Jean-Paul Sartre, lui-même, dans son autobiographie existentialiste Les Mots (1964), ne croit pas à la sincérité : « Ce que je viens d’écrire est faux. Vrai. Ni vrai ni faux comme tout ce qu’on écrit sur les fous, sur les hommes. J’ai rapporté les faits avec autant d’exactitude que ma mémoire le permettait. » C’est que celui qui écrit est un autre que celui qui est décrit, ce qui peut modifier un être au point que l’unité du « je » en devienne équivoque. Ainsi, le contrat de lucidité chez Sartre se substitue au contrat de sincérité.

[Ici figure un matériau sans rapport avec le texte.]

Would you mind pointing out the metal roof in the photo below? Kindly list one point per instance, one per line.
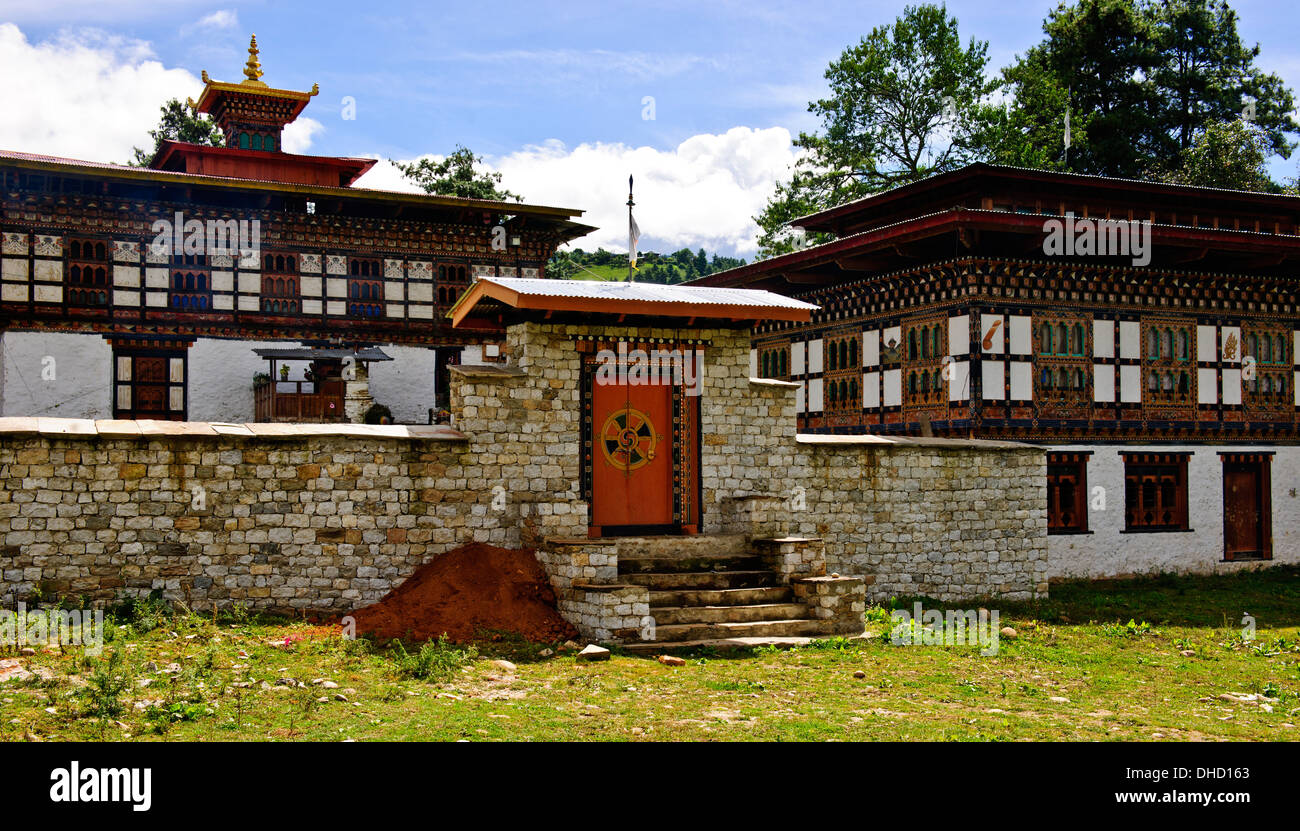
(646, 291)
(598, 297)
(315, 354)
(82, 165)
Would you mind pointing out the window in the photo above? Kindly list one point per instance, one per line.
(1155, 492)
(89, 278)
(364, 289)
(1247, 506)
(1169, 373)
(453, 281)
(191, 284)
(1067, 492)
(148, 381)
(280, 285)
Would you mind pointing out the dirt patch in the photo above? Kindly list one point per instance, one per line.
(475, 587)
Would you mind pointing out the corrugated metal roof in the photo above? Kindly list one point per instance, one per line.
(307, 353)
(646, 293)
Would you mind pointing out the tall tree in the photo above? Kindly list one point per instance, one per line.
(178, 124)
(1142, 79)
(1208, 76)
(1097, 60)
(909, 100)
(1226, 155)
(456, 176)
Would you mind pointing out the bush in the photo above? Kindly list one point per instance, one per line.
(436, 659)
(143, 614)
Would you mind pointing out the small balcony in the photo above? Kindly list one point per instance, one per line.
(299, 401)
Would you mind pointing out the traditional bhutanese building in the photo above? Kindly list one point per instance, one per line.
(144, 291)
(1148, 333)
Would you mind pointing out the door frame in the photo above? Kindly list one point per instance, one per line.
(687, 484)
(1260, 464)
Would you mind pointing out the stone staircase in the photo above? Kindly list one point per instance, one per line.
(718, 589)
(714, 588)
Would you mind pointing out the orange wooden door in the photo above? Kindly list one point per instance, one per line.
(632, 455)
(1243, 526)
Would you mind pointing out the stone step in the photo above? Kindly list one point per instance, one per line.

Autre caractéristique : le « je » autobiographique naît dans l’écriture, il ne la précède pas. Le critique Paul Ricœur explique ainsi que l’« identité narrative n’est pas une identité stable et sans faille ; de même qu’il est possible de composer plusieurs intrigues au sujet des mêmes incidents [...] de même il est toujours possible de tramer l’écriture du moi et le récit de soi : correspondance, autobiographie, roman autobiographique, récit de vie sur sa propre vie des intrigues différentes, voire opposées. [...] En ce sens, l’identité narrative ne cesse de se faire et de se défaire ».

L’écriture de soi implique donc la connaissance de soi. Le projet est alors ambigu : s’écrire implique que l’on se connaisse. Or, dans le cours de l’écriture, cette connaissance se défait et s’élabore dans le processus même de l’écriture. La connaissance n’est pas nécessairement préalable. Elle est un processus de l’écriture toujours remis en cause. C’est qu’à vouloir appréhender sa propre vérité, de dévoilement en dévoilement, l’image de soi se brouille, se démultiplie. La sincérité, l’authenticité recherchée, se résout en ambiguïté. L’écriture de soi semble alors toujours s’arrêter à une question, « qui suis-je ? », question toujours ouverte. En effet, la construction d’une identité dans la narration passe nécessairement par la médiation de l’autre : le lecteur auquel l’autobiographe s’adresse, avec lequel il passe un pacte.